I bought the keyboard Kindle. The $79 one was very tempting, but it doesn't do audio; my first pregnancy also gifted me with migraines, so if I'm buying an e-reader, it had damn well better support audiobooks and podcasts too. I also bought the version without ads; I don't trust them to stay unobtrusive/inoffensive, and I seriously suspect that in the long run, Amazon is getting more than $30 per Kindle out of Kindle advertising. I'm not interested in subsidizing that game.

So far, I'm pretty happy with my choice. It's definitely one-hand-able (although I often find myself accidentally turning pages when I pick it up), and it puts me only a few minutes away from a zillion books I haven't read before, which is very nice. But it's also very dangerous: it's incredibly easy to finish up one book and then just immediately go buy a new one. This is bad, both because I could easily spend too much money on books, and because I get really pissed off when I discover I spent money on a book that sucks.
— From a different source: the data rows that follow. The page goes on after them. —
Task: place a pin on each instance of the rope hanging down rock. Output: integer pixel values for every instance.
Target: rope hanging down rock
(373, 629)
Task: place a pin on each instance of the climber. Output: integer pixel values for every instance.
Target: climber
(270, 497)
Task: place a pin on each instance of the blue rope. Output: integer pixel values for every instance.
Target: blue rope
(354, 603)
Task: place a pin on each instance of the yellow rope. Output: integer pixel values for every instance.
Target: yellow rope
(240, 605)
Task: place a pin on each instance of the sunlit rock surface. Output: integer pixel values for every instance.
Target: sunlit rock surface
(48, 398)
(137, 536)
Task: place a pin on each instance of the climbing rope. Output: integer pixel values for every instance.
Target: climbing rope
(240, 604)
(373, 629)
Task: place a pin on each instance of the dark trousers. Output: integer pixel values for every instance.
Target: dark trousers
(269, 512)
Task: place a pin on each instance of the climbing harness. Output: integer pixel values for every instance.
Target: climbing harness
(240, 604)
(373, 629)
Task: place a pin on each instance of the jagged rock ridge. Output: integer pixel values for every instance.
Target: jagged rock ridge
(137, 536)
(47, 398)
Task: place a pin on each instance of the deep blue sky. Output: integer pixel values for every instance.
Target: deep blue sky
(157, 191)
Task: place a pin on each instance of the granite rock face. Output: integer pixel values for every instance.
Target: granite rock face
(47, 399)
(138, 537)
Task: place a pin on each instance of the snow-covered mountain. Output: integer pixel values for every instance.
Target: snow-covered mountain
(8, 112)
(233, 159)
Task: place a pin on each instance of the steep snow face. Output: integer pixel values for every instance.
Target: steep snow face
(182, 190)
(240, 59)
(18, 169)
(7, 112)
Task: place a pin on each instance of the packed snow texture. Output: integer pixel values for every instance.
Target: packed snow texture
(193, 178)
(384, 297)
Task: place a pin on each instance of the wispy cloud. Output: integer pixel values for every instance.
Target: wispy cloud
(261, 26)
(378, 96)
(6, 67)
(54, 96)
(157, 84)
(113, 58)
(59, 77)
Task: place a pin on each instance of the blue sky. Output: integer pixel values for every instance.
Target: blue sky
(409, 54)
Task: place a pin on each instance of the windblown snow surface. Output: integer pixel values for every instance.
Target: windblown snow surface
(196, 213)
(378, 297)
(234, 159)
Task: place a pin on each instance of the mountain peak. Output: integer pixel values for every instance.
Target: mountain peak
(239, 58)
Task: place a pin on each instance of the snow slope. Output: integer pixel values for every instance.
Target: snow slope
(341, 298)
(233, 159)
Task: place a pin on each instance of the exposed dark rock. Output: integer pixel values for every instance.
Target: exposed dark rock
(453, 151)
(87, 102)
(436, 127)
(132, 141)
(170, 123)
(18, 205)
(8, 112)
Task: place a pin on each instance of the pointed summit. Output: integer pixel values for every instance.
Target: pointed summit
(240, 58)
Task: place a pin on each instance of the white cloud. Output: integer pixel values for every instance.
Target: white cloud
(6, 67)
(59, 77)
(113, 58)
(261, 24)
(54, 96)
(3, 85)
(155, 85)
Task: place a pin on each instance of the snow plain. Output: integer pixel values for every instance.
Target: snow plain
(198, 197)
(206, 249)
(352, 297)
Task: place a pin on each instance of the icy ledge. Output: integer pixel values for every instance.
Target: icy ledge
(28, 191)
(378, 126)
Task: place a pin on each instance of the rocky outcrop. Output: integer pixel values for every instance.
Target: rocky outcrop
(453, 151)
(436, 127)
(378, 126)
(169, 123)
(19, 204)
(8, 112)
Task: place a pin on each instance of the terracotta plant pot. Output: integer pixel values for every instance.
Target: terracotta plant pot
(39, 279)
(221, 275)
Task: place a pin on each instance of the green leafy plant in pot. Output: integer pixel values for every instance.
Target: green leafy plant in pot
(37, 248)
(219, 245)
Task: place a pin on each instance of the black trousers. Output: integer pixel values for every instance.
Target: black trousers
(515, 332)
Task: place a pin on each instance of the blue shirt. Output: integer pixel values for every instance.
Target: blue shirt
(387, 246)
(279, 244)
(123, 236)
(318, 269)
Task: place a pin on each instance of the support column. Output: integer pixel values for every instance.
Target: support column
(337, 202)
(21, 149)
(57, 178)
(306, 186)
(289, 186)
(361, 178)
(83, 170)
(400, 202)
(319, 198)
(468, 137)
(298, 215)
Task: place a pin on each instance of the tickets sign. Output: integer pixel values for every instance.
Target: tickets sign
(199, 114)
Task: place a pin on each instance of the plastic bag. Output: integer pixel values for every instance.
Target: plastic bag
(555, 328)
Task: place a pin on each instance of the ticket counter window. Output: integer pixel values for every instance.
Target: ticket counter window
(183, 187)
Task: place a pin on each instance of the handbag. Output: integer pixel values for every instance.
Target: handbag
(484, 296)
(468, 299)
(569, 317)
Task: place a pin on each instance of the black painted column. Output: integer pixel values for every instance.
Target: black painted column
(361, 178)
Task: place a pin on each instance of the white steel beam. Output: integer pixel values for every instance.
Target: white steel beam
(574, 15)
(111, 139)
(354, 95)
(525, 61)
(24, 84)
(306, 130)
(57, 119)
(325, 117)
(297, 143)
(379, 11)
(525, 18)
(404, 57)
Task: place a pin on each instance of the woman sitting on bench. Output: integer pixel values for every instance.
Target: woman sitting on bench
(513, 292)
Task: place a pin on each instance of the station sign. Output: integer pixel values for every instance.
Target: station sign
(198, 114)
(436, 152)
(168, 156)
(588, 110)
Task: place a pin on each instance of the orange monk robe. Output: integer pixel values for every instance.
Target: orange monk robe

As you know, Bob, money does not grow on trees, and I already cannot afford to buy all the good books in the world, so when I realize I spent book-money on a bad one... I sort of throw tantrums.

I started with one rule: Do not buy a Kindle book until the moment you are about to start reading it. I'd heard too many stories from family members who had accumulated massive Kindle stashes they hadn't read yet. When I realized I was falling prey to serial purchasing, I added: Find free books. Which, so far, has included Project Gutenberg, my local public library, and the Vorkosigan series, from the Cryoburn CD. (Putting the Vorkosigan on helped a lot.) I also added: Read the free sample first, but the sneaky little buggers always seem to end the sample at a weird, non-chapter-break place that compels one to click the "Buy this book" link immediately, so that quickly morphed into Read the sample, and then walk away for a while and see if you really want to come back. That's kind of hard to do, too, so I downloaded samples of pretty much every book that I have heard intriguing things about, so that I can hop between samples.

I don't really know if that works yet. I, um, kind of bought the book I had most lately sampled, anyway. It makes me feel better about the contents of my Kindle, though. It looks nice and plump, full of interesting things, instead of like a bare bookshelf begging to be filled.